La niña puta
Sabíamos que la prostitución generalizada es uno de los pilares sobre los que la burguesía sostiene su tiranía. Para el mercader es imprescindible que todo tenga un precio. Hay que saber venderse, les dicen a los parias. ¿Para qué gastar látigo cuando el borrego puede redactar su propio currículum, llamar a puertas, arrodillarse y aplastar a otros borregos peor enseñados?
Hay que acabar con las putas de calle, aquellas cuyas últimas esperanzas de supervivencia residen en el irrefrenable impulso que el instinto de reproducción ejerce sobre la eyaculación. Estas putas, son autónomas, no pagan impuestos, no alimentan a los escarabajos peloteros de la burocracia. Tienen que convertirse en precarias, poseer la misma naturaleza discrecional e intercambiable de un jersey o unos calcetines, a ser putas legales, dispuestas a todo para mantener las migajas que les dan. De todas maneras acaban chupándola. Esta vez gratis. La prostitución salvaje es un atavismo. Hay que regularla.
Todos y todas los proletarios y las proletarias somos putas. Putas ajadas, tristes, agotadas, desmoralizadas, acabadas.
Pero para la burguesía no es suficiente. Todo ha de tener un valor económico, ser susceptible de transformarse en oro. En la era del niño rey, figura sobre la que la decadencia proyecta sus más íntimos anhelos de beatitud, exigiendo que al óvulo fertilizado se le dé dignidad de votante, de sujeto económico, la infancia aparece como un precioso tesoro a saquear.

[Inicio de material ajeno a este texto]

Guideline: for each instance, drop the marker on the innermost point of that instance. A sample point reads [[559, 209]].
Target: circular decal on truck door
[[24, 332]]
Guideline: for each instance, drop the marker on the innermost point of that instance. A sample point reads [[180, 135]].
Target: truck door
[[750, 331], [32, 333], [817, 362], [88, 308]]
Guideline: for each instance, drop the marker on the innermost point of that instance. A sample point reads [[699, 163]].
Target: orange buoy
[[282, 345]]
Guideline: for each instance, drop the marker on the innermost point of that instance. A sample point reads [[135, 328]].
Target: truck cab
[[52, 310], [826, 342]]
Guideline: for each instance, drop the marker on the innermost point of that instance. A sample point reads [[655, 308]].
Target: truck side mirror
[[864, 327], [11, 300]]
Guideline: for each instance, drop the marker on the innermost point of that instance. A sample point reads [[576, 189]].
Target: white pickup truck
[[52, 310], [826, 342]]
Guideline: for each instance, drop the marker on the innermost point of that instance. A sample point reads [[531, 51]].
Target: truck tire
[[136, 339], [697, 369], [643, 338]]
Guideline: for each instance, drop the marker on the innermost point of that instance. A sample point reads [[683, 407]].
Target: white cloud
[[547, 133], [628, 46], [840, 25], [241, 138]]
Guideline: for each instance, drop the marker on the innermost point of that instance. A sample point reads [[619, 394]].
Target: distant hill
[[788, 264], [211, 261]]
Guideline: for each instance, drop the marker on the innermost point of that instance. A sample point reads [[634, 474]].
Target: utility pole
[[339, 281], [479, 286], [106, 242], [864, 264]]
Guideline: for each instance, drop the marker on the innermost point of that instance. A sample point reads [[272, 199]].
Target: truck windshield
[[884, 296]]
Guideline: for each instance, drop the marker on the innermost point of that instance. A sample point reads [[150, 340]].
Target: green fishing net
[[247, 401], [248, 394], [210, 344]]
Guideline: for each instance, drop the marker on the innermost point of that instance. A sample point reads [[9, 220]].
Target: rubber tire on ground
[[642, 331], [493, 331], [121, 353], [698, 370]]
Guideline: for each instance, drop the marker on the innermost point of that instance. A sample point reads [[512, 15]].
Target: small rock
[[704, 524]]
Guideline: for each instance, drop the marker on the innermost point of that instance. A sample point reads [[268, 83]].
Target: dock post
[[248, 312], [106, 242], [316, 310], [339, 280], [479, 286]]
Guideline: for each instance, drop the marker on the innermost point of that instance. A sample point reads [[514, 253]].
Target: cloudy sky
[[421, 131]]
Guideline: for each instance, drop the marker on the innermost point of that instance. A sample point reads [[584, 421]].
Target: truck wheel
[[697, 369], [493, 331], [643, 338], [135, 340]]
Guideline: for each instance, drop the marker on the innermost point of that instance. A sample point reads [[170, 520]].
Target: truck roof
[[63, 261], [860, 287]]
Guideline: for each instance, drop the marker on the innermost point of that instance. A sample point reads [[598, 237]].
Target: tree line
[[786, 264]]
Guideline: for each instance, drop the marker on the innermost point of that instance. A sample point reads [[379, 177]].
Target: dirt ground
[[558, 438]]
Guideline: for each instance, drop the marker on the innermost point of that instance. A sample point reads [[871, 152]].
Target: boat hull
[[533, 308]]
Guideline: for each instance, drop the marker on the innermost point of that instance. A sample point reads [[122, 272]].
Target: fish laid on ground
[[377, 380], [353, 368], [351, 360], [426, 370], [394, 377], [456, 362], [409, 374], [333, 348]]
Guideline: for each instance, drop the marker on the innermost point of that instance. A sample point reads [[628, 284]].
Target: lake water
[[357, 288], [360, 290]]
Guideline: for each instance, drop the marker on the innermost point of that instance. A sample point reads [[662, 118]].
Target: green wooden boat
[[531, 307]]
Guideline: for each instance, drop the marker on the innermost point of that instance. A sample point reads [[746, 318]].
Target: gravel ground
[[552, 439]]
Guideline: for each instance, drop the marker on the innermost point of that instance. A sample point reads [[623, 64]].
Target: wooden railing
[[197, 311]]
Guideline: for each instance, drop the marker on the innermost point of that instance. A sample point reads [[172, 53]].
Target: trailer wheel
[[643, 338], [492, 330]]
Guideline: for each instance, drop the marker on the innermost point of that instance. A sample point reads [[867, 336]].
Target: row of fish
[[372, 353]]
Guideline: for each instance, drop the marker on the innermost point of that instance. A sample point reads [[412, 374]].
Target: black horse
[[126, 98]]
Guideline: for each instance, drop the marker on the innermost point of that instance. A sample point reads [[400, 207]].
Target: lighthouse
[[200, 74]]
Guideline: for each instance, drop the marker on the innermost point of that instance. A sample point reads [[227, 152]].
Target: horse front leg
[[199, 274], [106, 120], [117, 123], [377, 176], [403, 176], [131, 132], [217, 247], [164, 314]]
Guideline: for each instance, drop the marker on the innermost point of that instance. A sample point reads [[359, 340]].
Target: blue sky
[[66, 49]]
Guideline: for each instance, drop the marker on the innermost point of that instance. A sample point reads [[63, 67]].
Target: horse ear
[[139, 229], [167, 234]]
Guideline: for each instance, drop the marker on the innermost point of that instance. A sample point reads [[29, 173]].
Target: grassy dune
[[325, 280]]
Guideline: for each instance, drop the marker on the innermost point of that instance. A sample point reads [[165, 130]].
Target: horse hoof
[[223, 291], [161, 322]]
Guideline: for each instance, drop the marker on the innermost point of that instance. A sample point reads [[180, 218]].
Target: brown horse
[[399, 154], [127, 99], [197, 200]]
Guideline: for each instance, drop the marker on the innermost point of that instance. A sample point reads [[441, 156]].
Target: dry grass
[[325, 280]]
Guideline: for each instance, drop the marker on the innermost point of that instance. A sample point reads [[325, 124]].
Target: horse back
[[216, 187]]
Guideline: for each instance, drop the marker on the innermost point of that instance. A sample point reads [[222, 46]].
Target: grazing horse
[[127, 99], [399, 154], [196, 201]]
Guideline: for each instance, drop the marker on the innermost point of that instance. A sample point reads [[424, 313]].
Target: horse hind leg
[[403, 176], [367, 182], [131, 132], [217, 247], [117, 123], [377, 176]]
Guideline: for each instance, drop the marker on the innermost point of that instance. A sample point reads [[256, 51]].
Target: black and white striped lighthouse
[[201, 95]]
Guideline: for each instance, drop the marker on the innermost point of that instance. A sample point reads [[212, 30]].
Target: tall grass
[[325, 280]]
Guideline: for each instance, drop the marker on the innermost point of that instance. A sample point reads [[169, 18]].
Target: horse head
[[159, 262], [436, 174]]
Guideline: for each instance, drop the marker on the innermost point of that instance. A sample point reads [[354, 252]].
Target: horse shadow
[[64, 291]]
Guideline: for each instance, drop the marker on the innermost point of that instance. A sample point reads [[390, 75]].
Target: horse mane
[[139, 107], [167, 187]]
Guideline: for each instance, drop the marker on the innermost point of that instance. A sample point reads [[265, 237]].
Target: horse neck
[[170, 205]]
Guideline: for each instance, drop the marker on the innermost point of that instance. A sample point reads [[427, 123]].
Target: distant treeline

Habíamos oído hablar de las trágicas historias de esos niños de oro, explotados sin escrúpulos por los magnates del poder y por su padres para hacer soñar a las masas. Niños como Marisol, como Joselito, como Michael Jackson o Britney Spears, utilizados por su padres como auténticas gallinas ponedores y luego tirados a la estercolera. Eran otros tiempos y el fenómeno se circunscribía al mundo del espectáculo. Pero cuando el espectáculo lo fagocita todo, cuando la farsa se convierte en la última fortaleza de la esclavitud, el espectáculo lo fagocita todo, lo es todo. Ahí tenemos al oscarizado nobelizado Obama, entronizado sumo pontífice de la multietnia global, destinado a apaciguar a las pauperizadas masas mestizas, a habitar los sueños de los hombres y mujeres de África. Pero antes que Obama la fórmula ya funcionó con Kofi Anán, un negro educado en las mejores universidades, que hizo lo que se le dijo en Irak, con su mejor cara triste.
Y en España, en esta tierra putrefacta, donde los mangante-mandantes son a su vez putas de millonarios clientes londinenses o neoyorkinos, asistimos con estupor al primer caso de prostitución infantil político espectacular que los tiempos han conocido. Leonor de Borbón, una niña rubia y adorable, un ángel infantil, se ha convertido en garante última de las esperanzas de perpetuación en el poder de una familia de criminales y de todos los criminales clientes que dependen de ella para salvaguardar sus rapiñas.
Sabíamos que Felipe de Borbón era inteligente, y que apostó desde un primer momento por la baza del espectáculo para asegurar sus posibilidades en una línea sucesoria manchada irremediablemente por el sello del fascismo. La elección de una estrella de la televisión para consorte, pequeño burguesa con la que se podía identificar la España del Corte Inglés, fue una operación meditada coronada por el éxito. Aprovechando la misma veta, desde que nació su primogénita, una corte de fotógrafos se dedica a proporcionar el material iconográfico con el que los pueblos de España han de empapelar su miseria. Porque, ¿quién podría desearle mal alguno a una criatura divina, a un ángel adorable?
La propaganda del bien y la felicidad, alimentada en su raíz por las técnicas de la publicidad comercial, de una praxis eficiente y masiva, puesta a punto durante décadas, fue el arma decisiva con la que se derrotó al demonio comunista. Las masas no pueden atentar contra su propio anhelo de felicidad, anhelo tanto más punzante y vital cuanto desesperadas son sus necesidades, cuanto pestilente es su miseria. El cuento de hadas en el que vive la niña Leonor es el reflejo inverso de la pesadilla en la que viven millones de niñas y niños de la misma edad, sujetos a la violencia del desempleo, la precaridad, la marginación y la falta de esperanza de sus padres. Al igual que los esplendores de la corte de Luis XIV servían para ocultar por ceguera la mugre que supuraban los barrios de París, la Disneylandia borbónica deslumbra y oculta la vida de las ciudades dormitorio, de las ciudades autopistas, de las ciudades centro comercial, de las ciudades alcohólicas y suicidas.